Припадок начался, едва Никодим Петрович заснул, — в полночь. Антонина сбегала за стариком врачом Дорном, привычно и ловко приготовила горчичники, согрела воду, накапала капель в ликерную щербатую рюмочку и села на низенький стул возле кровати.
Непривычно громко громыхали старые стенные часы.
Отец молчал и широко открытыми, испуганными глазами смотрел прямо перед собою на вышитую золотыми тюльпанами, изъеденную молью портьеру. Порою он весь вздрагивал, еще более пугался, силился что-то произнести, но не мог. Дыхание у него срывалось, губы и подбородок синели. Уже перед приходом Дорна Никодим Петрович заставил Антонину нагнуться к самому своему лицу, прикоснулся виском к ее мокрой от слез щеке, замахал сердито рукой и словно бы успокоился.
— Легче, пап? — шепотом спросила Антонина.
Никодим Петрович устало закрыл измученные глаза.
Под утро розовый и седенький Дорн осторожно, как хрупкую, стеклянную вещь, опустил руку Никодима Петровича на одеяло, поправил свое черепаховое пенсне и взглянул на часы.
Было двадцать минут пятого.
— Остановите, Тоня, маятник! — велел доктор.
Часы перестали громыхать.
Антонина вернулась к изножию кровати и, не понимая происшедшего, внимательно, но уже со страхом вгляделась в отца. Тяжелый блеск стекленеющих белков из-под полуопущенных век поразил ее.

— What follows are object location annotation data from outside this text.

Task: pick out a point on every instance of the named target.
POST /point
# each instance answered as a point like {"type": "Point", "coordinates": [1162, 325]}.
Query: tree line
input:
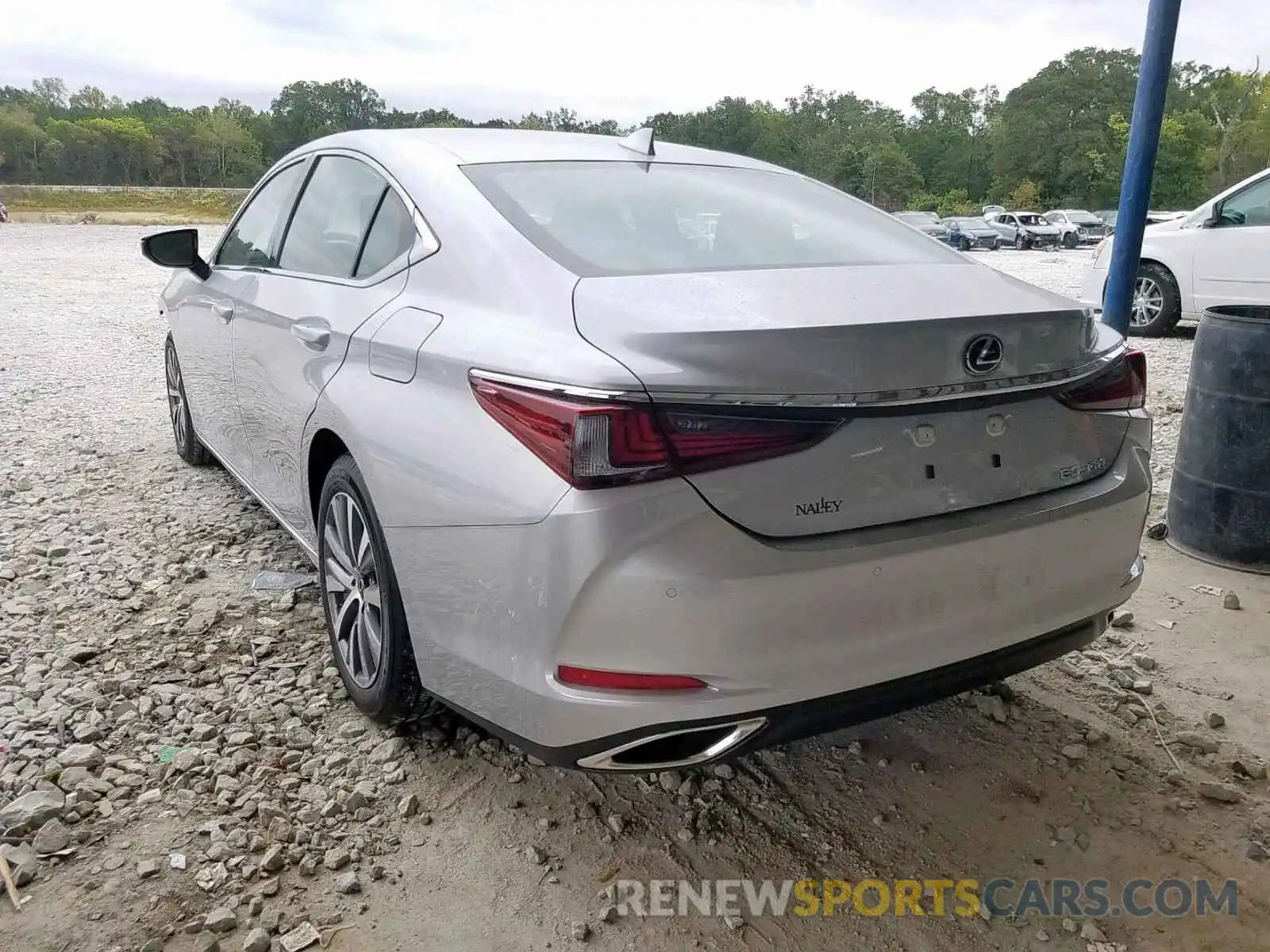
{"type": "Point", "coordinates": [1057, 140]}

— Скончался, — тихо сказал Дорн.
Она все еще не понимала.
— Никодим Петрович умер! — внятно и строго произнес врач. — Слышите, барышня?
— Ага! — растерянно ответила она.
Дорн писал у ломберного столика.
Антонина еще посмотрела на отца, на его странно неподвижную, остывающую улыбку, на его гладкий лоб, на сухие, желтые руки, еще раз увидела стеклянный блеск глаз — и все поняла, но не поверила и во второй раз подошла к кровати.
— Папа, — позвала она тем голосом, которым будила его, когда он спал после обеда, — папа, папа…
Дорн кашлянул и заскрипел стулом.
Она вскрикнула тонким и слабым голосом, потом, прижав руки к груди, пошла в соседнюю комнату, но не дошла, все сразу забыла, закружилась по спальне и упала возле серого мраморного умывальника.
Опустившись возле нее на корточки, старик Дорн дал ей понюхать спирту, расстегнул тугой воротник ее старенького шерстяного платья, бережно спрятал пенсне в футляр и крупными шагами заходил по комнате.
Когда Антонина пришла в себя, Дорн отвел ее, дрожащую, в маленькую кухню, затворил дверь из спальни и принялся хозяйничать короткопалыми красными руками.
В сияющей изразцами кухоньке доктор согрел чай, достал из буфета все съедобное, что там было, накрыл на стол и велел Антонине выпить брому. Она покорно проглотила солоноватое лекарство и молча, вопрошающим взглядом посмотрела на Дорна.